A sixth order derivative model with ghosts from Noether gauge embedding.

A new scalar-tensor model that is ghost-free and Weyl invariant at linear level.

Proof that no local, ghost-free embedding exists for linearized NMG equations in terms of one symmetric tensor.

Abstract

Using different types of embeddings of equations of motion we investigate the existence of generalizations of the "New Massive Gravity" (NMG) model with the same particle content (massive gravitons). By using the Weyl symmetry as a guiding principle for the embeddings we show that the Noether gauge embedding approach leads us to a sixth order model in derivatives with either a massive or a massless ghost. If the Weyl symmetry is implemented by means of a Stueckelberg field we obtain a new scalar-tensor model for massive gravitons. It is ghost free and Weyl invariant at linearized level. The model can be nonlinearly completed into a scalar field coupled to the NMG theory.

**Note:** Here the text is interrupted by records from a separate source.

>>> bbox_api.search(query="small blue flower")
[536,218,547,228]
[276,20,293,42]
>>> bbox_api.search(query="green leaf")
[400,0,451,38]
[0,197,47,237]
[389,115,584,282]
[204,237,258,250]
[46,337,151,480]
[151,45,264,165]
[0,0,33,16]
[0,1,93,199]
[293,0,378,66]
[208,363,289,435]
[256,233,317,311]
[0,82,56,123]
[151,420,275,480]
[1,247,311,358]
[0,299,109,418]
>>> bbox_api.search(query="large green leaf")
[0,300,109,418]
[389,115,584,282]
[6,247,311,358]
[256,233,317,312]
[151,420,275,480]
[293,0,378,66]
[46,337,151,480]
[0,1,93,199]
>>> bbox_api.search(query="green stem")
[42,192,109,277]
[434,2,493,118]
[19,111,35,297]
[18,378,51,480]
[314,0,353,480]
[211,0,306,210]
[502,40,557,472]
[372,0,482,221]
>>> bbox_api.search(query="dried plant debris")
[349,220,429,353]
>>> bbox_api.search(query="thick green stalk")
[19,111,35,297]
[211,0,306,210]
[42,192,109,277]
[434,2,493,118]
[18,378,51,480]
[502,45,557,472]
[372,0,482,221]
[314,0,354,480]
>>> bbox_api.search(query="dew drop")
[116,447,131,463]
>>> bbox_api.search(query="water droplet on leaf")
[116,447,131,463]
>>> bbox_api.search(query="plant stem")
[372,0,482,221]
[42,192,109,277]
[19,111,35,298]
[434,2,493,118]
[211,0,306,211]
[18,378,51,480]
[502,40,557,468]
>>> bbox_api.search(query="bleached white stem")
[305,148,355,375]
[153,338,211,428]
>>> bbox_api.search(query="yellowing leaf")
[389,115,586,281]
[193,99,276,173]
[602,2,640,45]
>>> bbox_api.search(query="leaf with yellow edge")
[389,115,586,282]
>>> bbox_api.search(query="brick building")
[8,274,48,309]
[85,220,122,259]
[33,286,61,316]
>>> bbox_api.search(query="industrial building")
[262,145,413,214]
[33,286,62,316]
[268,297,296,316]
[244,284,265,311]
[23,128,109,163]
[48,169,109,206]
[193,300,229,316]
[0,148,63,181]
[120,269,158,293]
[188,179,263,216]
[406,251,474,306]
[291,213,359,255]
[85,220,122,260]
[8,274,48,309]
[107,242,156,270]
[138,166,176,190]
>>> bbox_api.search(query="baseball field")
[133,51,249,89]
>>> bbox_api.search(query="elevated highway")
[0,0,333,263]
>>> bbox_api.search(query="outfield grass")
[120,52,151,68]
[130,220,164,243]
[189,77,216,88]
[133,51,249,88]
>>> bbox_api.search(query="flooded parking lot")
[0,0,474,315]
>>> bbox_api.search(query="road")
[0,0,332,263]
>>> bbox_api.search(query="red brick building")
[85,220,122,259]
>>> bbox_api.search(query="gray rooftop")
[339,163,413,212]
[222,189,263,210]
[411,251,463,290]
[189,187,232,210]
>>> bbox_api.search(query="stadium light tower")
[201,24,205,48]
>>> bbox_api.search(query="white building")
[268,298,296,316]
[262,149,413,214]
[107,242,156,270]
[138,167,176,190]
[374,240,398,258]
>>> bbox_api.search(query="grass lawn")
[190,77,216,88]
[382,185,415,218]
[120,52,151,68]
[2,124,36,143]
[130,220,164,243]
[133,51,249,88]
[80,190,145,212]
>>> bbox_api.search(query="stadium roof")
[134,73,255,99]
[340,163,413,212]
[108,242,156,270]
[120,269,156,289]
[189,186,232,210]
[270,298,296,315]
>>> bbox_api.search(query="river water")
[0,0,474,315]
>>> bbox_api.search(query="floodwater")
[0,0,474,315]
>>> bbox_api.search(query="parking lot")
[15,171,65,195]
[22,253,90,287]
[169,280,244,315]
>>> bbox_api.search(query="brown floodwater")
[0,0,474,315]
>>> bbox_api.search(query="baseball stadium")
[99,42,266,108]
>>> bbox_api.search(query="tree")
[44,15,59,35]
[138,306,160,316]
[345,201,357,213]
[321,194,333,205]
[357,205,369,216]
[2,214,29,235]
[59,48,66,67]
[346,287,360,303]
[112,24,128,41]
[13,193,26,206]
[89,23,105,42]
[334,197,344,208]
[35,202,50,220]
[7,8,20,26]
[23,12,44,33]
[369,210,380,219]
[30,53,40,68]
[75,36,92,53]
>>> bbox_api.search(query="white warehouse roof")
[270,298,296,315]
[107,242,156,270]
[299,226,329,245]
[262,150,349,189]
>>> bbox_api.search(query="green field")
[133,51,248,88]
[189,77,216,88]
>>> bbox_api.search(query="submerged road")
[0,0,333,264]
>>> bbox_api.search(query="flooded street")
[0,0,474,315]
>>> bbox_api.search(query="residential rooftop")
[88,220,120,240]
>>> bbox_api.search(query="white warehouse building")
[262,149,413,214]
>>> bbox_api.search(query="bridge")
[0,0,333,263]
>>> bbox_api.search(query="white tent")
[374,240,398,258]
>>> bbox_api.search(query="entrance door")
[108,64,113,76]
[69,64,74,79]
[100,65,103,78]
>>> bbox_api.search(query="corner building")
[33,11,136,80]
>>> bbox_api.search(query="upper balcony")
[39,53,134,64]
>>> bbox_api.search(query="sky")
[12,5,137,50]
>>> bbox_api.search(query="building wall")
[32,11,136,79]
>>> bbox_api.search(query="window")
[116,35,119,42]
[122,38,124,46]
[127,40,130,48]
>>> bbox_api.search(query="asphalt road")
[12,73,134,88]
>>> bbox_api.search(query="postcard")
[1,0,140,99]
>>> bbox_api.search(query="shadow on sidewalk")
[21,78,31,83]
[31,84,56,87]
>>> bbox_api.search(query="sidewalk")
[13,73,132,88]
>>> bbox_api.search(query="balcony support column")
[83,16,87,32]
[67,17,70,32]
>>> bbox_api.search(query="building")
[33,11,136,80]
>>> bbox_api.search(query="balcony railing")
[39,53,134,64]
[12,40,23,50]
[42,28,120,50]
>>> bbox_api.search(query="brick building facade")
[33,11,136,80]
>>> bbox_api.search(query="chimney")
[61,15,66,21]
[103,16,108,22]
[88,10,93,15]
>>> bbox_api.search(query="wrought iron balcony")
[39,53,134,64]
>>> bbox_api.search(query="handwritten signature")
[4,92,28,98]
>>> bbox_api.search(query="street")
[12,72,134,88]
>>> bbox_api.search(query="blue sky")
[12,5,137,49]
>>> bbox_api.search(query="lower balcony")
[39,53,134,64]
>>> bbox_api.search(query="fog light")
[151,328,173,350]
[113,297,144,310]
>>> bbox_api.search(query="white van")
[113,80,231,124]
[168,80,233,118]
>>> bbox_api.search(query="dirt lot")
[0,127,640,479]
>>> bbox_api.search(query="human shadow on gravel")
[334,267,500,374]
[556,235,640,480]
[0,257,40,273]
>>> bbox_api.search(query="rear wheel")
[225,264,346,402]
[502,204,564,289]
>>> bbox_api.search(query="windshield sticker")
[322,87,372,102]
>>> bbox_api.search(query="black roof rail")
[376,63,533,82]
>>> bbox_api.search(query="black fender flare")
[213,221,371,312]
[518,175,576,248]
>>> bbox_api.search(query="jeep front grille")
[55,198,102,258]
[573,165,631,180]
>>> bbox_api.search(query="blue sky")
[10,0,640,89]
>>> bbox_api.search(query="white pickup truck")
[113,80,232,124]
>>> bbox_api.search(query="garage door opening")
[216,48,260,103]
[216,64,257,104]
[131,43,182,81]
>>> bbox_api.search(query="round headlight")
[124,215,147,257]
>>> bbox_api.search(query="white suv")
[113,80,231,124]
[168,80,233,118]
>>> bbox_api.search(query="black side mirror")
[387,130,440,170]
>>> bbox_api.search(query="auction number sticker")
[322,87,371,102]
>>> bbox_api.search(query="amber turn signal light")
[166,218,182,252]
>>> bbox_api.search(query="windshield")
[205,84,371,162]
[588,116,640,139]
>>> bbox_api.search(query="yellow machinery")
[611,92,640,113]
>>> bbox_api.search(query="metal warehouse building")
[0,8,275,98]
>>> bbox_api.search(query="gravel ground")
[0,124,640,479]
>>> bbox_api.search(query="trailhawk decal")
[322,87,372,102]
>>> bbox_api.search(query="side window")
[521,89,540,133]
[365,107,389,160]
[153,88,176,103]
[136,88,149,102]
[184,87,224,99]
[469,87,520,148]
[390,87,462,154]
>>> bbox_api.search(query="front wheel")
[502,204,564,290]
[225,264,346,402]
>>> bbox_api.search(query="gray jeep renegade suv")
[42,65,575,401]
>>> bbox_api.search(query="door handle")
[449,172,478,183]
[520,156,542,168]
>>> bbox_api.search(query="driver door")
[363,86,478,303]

The elimination of the scalar field leads to a nonlocal modification of the NMG. We also prove to all orders in derivatives that there is no local, ghost free embedding of the linearized NMG equations of motion around Minkowski space when written in terms of one symmetric tensor. Regarding that point, NMG differs from the Fierz-Pauli theory, since in later case we can replace the Einstein-Hilbert action by specific $f(R,\Box\, R)$ generalizations and still keep the theory ghost free at linearized level.